# 15’ skiff for the holy waters of the AuSable



## Godgivenak4 (6 mo ago)

So I live in southern Michigan and use my skiff all over in the smaller lakes. Has anyone ever polled a skiff thru the holy waters? My boat only drafts about 5” so I don’t know why I couldn’t, just never heard anyone taking anything besides a river boat or a flat bottom. Thanks for the feedback!


----------



## Nostromo (Feb 14, 2012)

Poling might be a challenge in some spots. But give her a go!


----------



## PunyTrout (Mar 23, 2007)

If you're experienced and comfortable with the skiff then the worst you'll likely suffer is some dirty looks from purists that are likely jealous of your free spirit.


----------



## Godgivenak4 (6 mo ago)

PunyTrout said:


> If you're experienced and comfortable with the skiff then the worst you'll likely suffer is some dirty looks from purists that are likely jealous of your free spirit.


Yea I just have such a hard time fly casting out of high wall boat… can’t figure out what to do with my line! Thanks for the feedback


----------



## kzoofisher (Mar 6, 2011)

Seeing more and more drift boats and inflatables so I’m sure a skiff would be ok. When it comes to catching fish noise is your biggest enemy on the HW.


----------



## Sasquatch Lives (May 23, 2011)

I would think it would work great.


----------



## brushbuster (Nov 9, 2009)

Be sure to have some grey pupon on hand.


----------



## Godgivenak4 (6 mo ago)

brushbuster said:


> Be sure to have some grey pupon on hand.

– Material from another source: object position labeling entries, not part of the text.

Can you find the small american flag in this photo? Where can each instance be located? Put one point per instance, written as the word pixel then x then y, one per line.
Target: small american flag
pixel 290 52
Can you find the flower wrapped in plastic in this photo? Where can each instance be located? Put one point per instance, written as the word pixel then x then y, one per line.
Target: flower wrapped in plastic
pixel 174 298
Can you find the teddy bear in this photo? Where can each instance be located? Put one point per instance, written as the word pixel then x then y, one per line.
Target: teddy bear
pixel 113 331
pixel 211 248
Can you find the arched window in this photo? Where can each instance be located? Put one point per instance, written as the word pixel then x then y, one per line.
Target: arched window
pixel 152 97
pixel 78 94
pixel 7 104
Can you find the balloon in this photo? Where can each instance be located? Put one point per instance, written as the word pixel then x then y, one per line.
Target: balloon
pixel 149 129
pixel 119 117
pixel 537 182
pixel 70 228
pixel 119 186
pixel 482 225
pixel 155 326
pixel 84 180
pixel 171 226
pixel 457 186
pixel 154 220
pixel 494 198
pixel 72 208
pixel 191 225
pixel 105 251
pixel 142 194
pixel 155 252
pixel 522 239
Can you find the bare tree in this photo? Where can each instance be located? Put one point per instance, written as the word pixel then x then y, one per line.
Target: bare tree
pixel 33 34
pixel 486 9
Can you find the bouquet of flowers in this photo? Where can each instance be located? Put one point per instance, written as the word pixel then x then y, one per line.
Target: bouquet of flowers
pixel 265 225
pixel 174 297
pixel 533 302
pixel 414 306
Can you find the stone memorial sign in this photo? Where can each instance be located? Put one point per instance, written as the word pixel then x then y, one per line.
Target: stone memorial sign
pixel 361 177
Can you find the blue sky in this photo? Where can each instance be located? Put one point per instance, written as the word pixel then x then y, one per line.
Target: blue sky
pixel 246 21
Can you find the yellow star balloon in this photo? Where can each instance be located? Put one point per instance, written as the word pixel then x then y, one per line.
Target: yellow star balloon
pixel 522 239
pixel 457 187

Does anyone fishing on a boat not have a bottle on hand? Haha


----------



## PunyTrout (Mar 23, 2007)

Godgivenak4 said:


> Yea I just have such a hard time fly casting out of high wall boat… can’t figure out what to do with my line! Thanks for the feedback




Ever try using a line stripping basket?



















You could probably make one yourself cheaply out of a milk crate or a cardboard produce box.


----------



## thewoodenshoe (Jan 6, 2021)

High water or in an off-season, maybe. But that’s more canoe, longboat, walk in water. I own a small 13’ wooden skiff that drafts shallow, and choose not to take it down there. You’ll ultimately affect more folks fishing, and probably put down a rising fish that was the highlight of some fellas evening with a drift boat. If you’ve ever daisy chained all day with 7 other boats in the fly water of the PM, I think the un written rule of the HW is to prevent that from becoming the norm during peak season.


----------



## Fishndude (Feb 22, 2003)

Just because you can, doesn't mean you should.


----------